= Finite element exterior calculus =

Finite element exterior calculus (FEEC) is a mathematical framework that formulates finite element methods using chain complexes. Its main application has been a comprehensive theory for finite element methods in computational electromagnetism, computational solid and fluid mechanics. FEEC was developed in the early 2000s by Douglas N. Arnold, Richard S. Falk and Ragnar Winther,

among others.

Finite element exterior calculus is sometimes called as an example of a compatible discretization technique, and bears similarities with discrete exterior calculus, although they are distinct theories.

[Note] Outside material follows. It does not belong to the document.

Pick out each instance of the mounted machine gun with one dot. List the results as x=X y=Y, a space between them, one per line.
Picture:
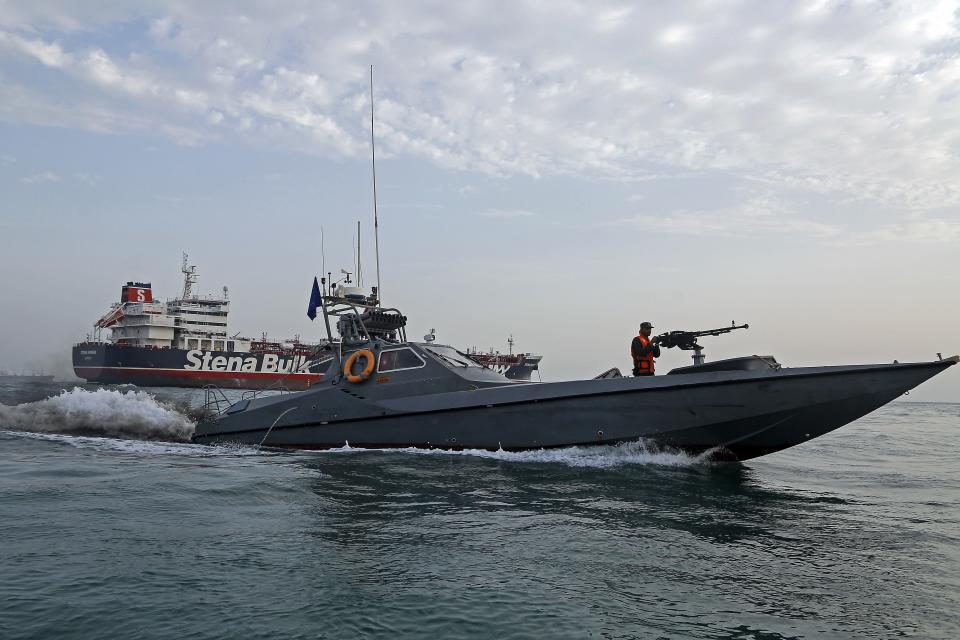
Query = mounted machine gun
x=687 y=340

One starts with the recognition that the used differential operators are often part of complexes: successive application results in zero. Then, the phrasing of the differential operators of relevant differential equations and relevant boundary conditions as a Hodge Laplacian. The Hodge Laplacian terms are split using the Hodge decomposition. A related variational saddle-point formulation for mixed quantities is then generated. Discretization to a mesh-related subcomplex is done requiring a collection of projection operators which commute with the differential operators. One can then prove uniqueness and optimal convergence as function of mesh density.

FEEC is of immediate relevancy for diffusion, elasticity, electromagnetism, Stokes flow.

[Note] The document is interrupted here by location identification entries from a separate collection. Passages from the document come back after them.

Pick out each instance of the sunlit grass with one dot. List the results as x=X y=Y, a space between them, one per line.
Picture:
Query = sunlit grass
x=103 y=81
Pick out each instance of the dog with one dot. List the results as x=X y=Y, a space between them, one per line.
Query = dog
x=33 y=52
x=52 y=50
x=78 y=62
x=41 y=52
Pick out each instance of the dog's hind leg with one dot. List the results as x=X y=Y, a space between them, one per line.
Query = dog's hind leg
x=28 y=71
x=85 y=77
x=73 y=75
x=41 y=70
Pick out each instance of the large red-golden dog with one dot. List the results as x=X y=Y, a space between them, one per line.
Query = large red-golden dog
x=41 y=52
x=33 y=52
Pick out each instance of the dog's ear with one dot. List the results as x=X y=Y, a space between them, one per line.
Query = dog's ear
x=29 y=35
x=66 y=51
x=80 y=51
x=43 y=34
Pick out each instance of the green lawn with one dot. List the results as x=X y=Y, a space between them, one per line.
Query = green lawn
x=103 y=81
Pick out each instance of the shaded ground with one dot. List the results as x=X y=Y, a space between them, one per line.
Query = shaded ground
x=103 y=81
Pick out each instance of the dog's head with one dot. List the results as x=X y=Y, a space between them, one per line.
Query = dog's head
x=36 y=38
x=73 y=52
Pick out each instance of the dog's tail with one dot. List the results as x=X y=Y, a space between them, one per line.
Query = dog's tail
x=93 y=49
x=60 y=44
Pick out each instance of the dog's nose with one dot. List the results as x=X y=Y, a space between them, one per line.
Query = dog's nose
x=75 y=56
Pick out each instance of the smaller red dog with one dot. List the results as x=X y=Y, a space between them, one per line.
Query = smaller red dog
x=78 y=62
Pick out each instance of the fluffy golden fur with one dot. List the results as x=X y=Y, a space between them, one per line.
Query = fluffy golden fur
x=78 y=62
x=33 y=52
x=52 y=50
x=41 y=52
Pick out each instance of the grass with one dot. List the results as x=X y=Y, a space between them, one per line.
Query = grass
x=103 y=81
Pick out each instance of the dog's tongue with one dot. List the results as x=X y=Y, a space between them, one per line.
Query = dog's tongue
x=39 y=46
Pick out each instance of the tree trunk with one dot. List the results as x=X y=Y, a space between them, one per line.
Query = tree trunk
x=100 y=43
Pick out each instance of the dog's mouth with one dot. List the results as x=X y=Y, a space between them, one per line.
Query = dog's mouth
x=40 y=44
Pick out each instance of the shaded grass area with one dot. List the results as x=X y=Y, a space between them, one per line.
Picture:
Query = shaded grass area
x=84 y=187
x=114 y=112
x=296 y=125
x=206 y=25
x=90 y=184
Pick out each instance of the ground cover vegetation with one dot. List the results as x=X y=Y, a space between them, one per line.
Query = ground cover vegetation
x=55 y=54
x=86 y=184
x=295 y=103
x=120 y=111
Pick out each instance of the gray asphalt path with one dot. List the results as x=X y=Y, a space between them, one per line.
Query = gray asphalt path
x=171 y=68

For the important de Rham complex, pertaining to the grad, curl and div operators, suitable family of elements have been generated not only for tetrahedrons, but also for other shaped elements such as bricks. Moreover, also conforming with them, prism and pyramid shaped elements have been generated. For the latter, uniquely, the shape functions are not polynomial. The quantities are 0-forms (scalars), 1-forms (gradients), 2-forms (fluxes), and 3-forms (densities). Diffusion, electromagnetism, and elasticity, Stokes flow, general relativity, and actually all known complexes, can all be phrased in terms of the de Rham complex. For Navier-Stokes, there may be possibilities too.